Mengenai hal itu, pihaknya akan segera berkoordinasi dengan para stakeholder terkait untuk melakukan normalisasi saluran air, mengingat kewenangan terhadap dua sungai besar yang ada di Kota Metro berada dalam lingkup Balai Besar Wilayah Sungai (BBWS) Mesuji Sekampung.

“Seperti Sungai Way Batanghari dan Way Bungur itu kan di bawah kewenangan balai besar. Maka kita akan koordinasi, menyurati balai besar untuk melakukan normalisasi sungai,” tambahnya.

Tak hanya itu, Wahdi juga menginstruksikan kepada para kepala organisasi perangkat daerah (OPD), terkait dengan pemberian izin Pendirian Bangunan Gedung (PBG) untuk lebih ketat dalam mengeluarkannya, apalagi untuk bangunan yang ada di sekitar Daerah Aliran Sungai (DAS).
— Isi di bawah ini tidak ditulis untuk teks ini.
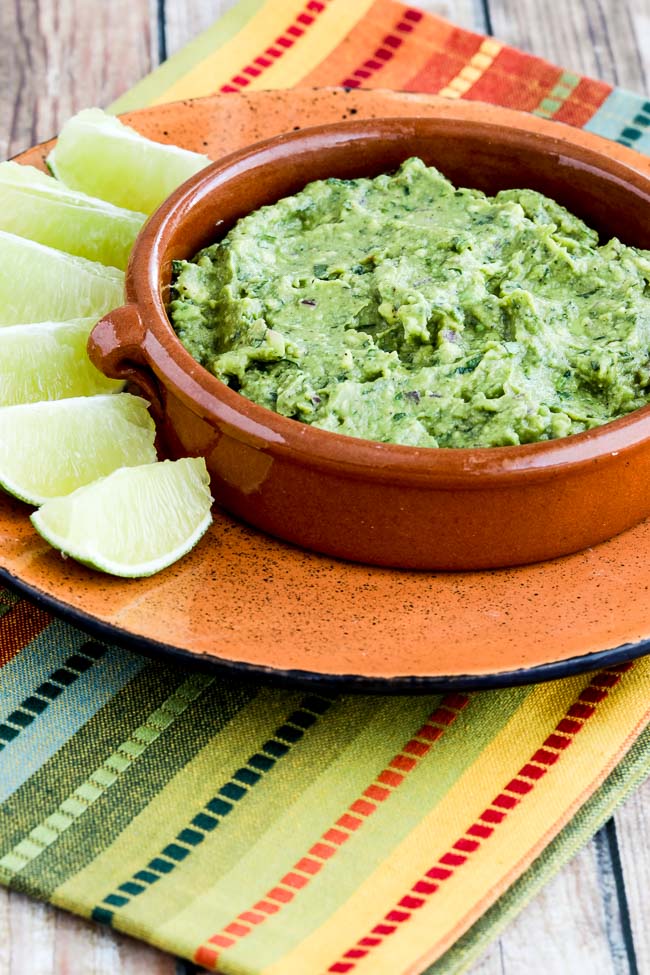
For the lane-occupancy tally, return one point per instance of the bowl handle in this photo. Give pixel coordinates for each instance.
(116, 347)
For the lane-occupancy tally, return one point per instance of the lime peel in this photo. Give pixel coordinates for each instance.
(134, 522)
(42, 209)
(98, 154)
(40, 283)
(49, 449)
(48, 361)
“Soal pemberian izin itu ini jadi pekerjaan rumah kita bersama. Harus lebih ketat lah ini. Sudah terlihat kan dampak dari pembangunan seperti itu?,” cetusnya.
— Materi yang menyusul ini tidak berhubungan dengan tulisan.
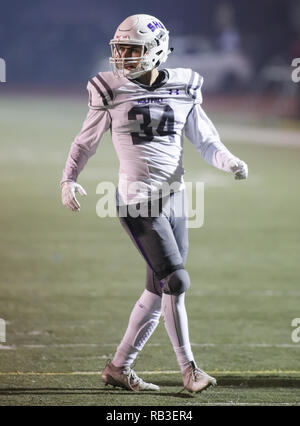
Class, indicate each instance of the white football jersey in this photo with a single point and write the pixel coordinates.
(147, 125)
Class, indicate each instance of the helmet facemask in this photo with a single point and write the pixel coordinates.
(121, 66)
(146, 32)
Wahdi juga mengimbau masyarakat Kota Metro agar bersinergi bersama pemerintah dan berperan untuk sama-sama menjaga kebersihan lingkungan, terlebih mengingat curah hujan yang diprediksi akan deras pada akhir tahun.
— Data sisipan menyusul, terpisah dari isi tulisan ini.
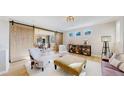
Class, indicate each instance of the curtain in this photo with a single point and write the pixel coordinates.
(21, 39)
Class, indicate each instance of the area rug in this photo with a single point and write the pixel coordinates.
(92, 69)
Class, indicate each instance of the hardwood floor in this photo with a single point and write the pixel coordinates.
(18, 68)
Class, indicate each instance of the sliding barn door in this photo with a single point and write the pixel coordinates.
(21, 40)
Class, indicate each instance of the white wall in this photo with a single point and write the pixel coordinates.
(4, 42)
(107, 29)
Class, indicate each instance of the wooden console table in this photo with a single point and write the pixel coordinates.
(80, 49)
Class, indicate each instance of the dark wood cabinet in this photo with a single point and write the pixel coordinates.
(80, 49)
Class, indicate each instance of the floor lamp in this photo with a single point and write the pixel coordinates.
(105, 48)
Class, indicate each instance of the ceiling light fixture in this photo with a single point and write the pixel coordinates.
(70, 19)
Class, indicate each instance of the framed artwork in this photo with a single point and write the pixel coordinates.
(78, 33)
(70, 34)
(87, 32)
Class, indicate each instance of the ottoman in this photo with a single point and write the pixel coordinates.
(71, 64)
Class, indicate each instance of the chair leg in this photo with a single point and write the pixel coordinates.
(55, 67)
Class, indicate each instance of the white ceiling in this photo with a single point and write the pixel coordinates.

“Ya. Sudah benar kan jadi? Kerusakan itu sudah tampak bukan karena alamnya, tapi karena memang ulah manusianya. Kan gitu. Maka, bersahabatlah dengan alam, tidak kita saling menyalahkan, kita gotong-royong yuk membangun kota kita. Sama-sama ini kota kita, bersihkanlah saluran-saluran drainase yang memang ada di depan rumah kita, kalau itu semua kita lakukan secara gotong-royong maka saya yakin, gak akan ada masalah banjir lagi. Itu saja saya ingatkan,” tandasnya.

Di kesempatan yang sama, Kepala Badan Perencanaan Pembangunan Daerah (Bappeda) Kota Metro Anang Risgiyanto memaparkan bahwa secara topografi, Kota Metro merupakan daerah seperti sebuah cekungan dan memang berpotensi banjir.

“Metro itu tanahnya cekungan, jenis tanahnya Aluvial soil yang memang Allah takdirkan untuk persawahan sebenarnya. Maka kita sudah mendesain langkah-langkah yang harus dilakukan baik secara struktural maupun non struktural,” papar Anang.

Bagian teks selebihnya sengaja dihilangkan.